For the past few years, I've paid a yearly subscription to the Wall Street Journal for the print publication and the online subscription. With my yearly renewal coming up very soon, I've decided to discontinue my online subscription to the WSJ. Why would I do that? There are some very basic reasons to why I'm dropping WSJ.com. I rarely find myself reading the online content of the WSJ. I either already read the stories in the print version of the WSJ or I have found myself already familiar with the news story because I read a similar story posted elsewhere online. Stopping by the WSJ.com, unlike CNN or FoxNews, never became a daily ritual for me.
There has been a lot of articles written lately on Rupert Murdoch's latest comments regarding the need to charge online readers for the content they access to the business model The Wall Street Journal utilizes.
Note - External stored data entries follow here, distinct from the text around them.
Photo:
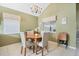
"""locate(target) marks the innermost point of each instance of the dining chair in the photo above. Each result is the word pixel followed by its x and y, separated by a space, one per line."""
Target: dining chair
pixel 63 38
pixel 25 43
pixel 44 42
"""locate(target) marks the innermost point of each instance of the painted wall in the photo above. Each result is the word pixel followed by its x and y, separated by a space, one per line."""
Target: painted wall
pixel 77 16
pixel 61 10
pixel 28 22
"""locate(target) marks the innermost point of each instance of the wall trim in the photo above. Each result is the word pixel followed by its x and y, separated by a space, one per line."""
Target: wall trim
pixel 72 47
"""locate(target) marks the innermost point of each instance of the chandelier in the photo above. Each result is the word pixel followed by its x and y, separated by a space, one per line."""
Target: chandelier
pixel 35 9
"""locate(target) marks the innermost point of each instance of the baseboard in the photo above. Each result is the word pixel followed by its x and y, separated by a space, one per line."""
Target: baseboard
pixel 72 47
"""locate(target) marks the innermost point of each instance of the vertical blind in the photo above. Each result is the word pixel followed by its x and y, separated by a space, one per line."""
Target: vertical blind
pixel 11 23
Murdoch recently announced that additional News Corp's newspapers would be charging users access to their online content.
Speaking on a conference call as News Corporation announced a 47 percent slide in quarterly profits to $755 million, Murdoch said the current free access business model favored by most content providers was flawed.
"We are now in the midst of an epochal debate over the value of content and it is clear to many newspapers that the current model is malfunctioning," the News Corp. Chairman and CEO said.
"We have been at the forefront of that debate and you can confidently presume that we are leading the way in finding a model that maximizes revenues in return for our shareholders... The current days of the Internet will soon be over."
That pay for content business model that Murdoch wishes to spread to the the rest of the News Corp holdings has worked pretty well for the WSJ. Yearly subscription to WSJ.com is around $100 and the business news site recently introduced a cheaper micro-payment system. Deane Barker recently pointed out this story on his Gadgetopia blog. Barker points out that this business model could possibly work for additional online news sources, but Murdoch needs "another big player on the bandwagon, and he might kick the snowball off the hill. Gannet? New York Times Company?". Barker's point is that for News Corp's subscription model to work, access to news content needs to be limited at other places online too. In my opinion, a fight against free online content is a war that has already been lost.
As a subscriber to the WSJ in both print and online content, I do see paid online subscriptions working for niche news sites. I however have serious doubts that the model can work for general news. People are willing to pay and only pay for content they can get nowhere else online. The news articles found in the WSJ is unique content and since its also content of value, I'm willing to pay for it. However, reporting general news is a much different game. Even if the majority of newspapers started charging access to their content it only takes one newspaper willing to offer that same story for free to break the pay for access model.